二人は自分たちの心中を悟られたくなかったので、ダンスの誘いがあると、とても喜んで承諾した。
ダンスをしながら、二人の視線は常に九条結衣の方へこっそりと向けられていた。彼女が夏川雫という親友とダンスホールから近くのソファーで普通に談笑しているのを見ていた。
そして彼らから近くにいた鈴木大輔は、この時腕時計を確認し、彼女と目を合わせてこっそりと頷き、パーティー会場を離れて屋敷の上階の部屋へと向かった。
高橋夕の視線は、何度もダンスホールの入り口を見やったが、ずっと待ち望んでいた人は現れず、心の中で少し落胆していた。
澄人はまだ来ないのか?
彼が来なければ、妻が他の男の下で悦びに身を任せる様子を見ることができないではないか?
強烈な視覚的衝撃がなければ、どうやって彼の激しい怒りを引き出し、九条結衣を二度と立ち直れないようにできるだろうか?
待っても待っても藤堂澄人は現れず、高橋夕は眉間にしわを寄せ、心の中に何となく焦りが生まれてきた。

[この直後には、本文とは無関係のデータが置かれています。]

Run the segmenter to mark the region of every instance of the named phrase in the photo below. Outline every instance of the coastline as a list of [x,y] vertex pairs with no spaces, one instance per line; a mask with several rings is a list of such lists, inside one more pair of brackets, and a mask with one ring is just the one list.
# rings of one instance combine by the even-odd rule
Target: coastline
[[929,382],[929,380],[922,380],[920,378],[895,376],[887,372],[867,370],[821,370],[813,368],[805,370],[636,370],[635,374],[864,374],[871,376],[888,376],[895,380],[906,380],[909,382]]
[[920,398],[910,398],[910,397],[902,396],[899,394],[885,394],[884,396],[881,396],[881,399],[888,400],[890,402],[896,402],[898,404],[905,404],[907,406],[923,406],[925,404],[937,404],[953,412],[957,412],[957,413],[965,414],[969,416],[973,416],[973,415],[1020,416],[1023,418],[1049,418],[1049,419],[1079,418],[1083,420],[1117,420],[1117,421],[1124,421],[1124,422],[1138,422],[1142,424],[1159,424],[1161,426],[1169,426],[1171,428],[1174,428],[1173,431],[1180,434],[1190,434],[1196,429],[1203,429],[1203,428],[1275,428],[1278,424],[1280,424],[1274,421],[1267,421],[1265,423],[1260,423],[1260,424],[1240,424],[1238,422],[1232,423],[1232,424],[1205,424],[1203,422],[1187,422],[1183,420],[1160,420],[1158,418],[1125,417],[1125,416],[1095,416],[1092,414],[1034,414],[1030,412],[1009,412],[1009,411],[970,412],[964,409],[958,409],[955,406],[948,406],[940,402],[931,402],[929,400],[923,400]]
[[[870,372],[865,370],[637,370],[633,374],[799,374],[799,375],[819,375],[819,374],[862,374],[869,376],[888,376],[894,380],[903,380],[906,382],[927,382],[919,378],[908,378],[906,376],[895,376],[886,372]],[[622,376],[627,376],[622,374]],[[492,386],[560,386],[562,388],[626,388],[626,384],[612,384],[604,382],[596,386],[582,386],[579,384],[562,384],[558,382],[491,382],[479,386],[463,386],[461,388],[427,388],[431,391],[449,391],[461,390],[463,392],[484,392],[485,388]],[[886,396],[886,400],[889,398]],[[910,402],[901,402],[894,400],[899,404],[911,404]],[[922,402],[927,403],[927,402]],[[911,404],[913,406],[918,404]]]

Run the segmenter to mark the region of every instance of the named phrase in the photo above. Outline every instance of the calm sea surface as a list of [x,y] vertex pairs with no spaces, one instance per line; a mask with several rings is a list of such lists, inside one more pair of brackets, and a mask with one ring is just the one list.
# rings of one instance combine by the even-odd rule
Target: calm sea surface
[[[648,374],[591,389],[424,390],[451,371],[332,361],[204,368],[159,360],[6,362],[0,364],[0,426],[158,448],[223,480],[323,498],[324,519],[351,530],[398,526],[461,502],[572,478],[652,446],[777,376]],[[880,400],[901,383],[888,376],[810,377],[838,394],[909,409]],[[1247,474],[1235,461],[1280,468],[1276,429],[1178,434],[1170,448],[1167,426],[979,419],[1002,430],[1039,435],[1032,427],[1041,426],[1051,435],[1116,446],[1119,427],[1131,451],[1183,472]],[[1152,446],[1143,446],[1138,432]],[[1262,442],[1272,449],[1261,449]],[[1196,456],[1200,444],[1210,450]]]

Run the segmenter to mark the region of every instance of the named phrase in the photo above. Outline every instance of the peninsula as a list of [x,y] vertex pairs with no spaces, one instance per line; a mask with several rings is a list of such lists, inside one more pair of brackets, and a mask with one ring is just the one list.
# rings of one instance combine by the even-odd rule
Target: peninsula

ダンスの相手に言い訳をして離れ、彼女は反対側を回り込んで、こっそりとダンスホールの右側にある大理石の柱の後ろに移動した。九条結衣が座っているソファーのすぐ近くで、ホールでダンス音楽が流れているにもかかわらず、相手の声が聞こえる距離だった。
彼女は九条結衣が突然襟元を引っ張り始め、少し赤くなってきた顔を手で扇ぎながら、イライラした様子を見せているのを目にした。
「どうしたの、結衣?顔がすごく赤いけど?」
夏川雫は九条結衣が襟元を引っ張り続け、顔を扇いでいるのを見て、心配そうに尋ねた。
「このホール、なんでこんなに暑いの?こんなに人がいるのに、どうして空調を入れないの?」
九条結衣は眉をひそめ、抑えた不快感を言葉に込めた。夏川雫は奇妙な目つきで九条結衣を見つめ、不安そうに言った:
「大丈夫?ホールの冷房はかなり低く設定されているのに。」
九条結衣は少し困惑した様子で夏川雫を見つめ、しばらく考えてから小声で言った:
「たぶん人が多すぎるのね。息苦しい感じがするわ。」
「じゃあ、早く帰りましょう。」
「大丈夫よ、トイレで顔を洗ってくれば少しは良くなるわ。」
そう言って、ソファーから立ち上がってトイレへ向かった。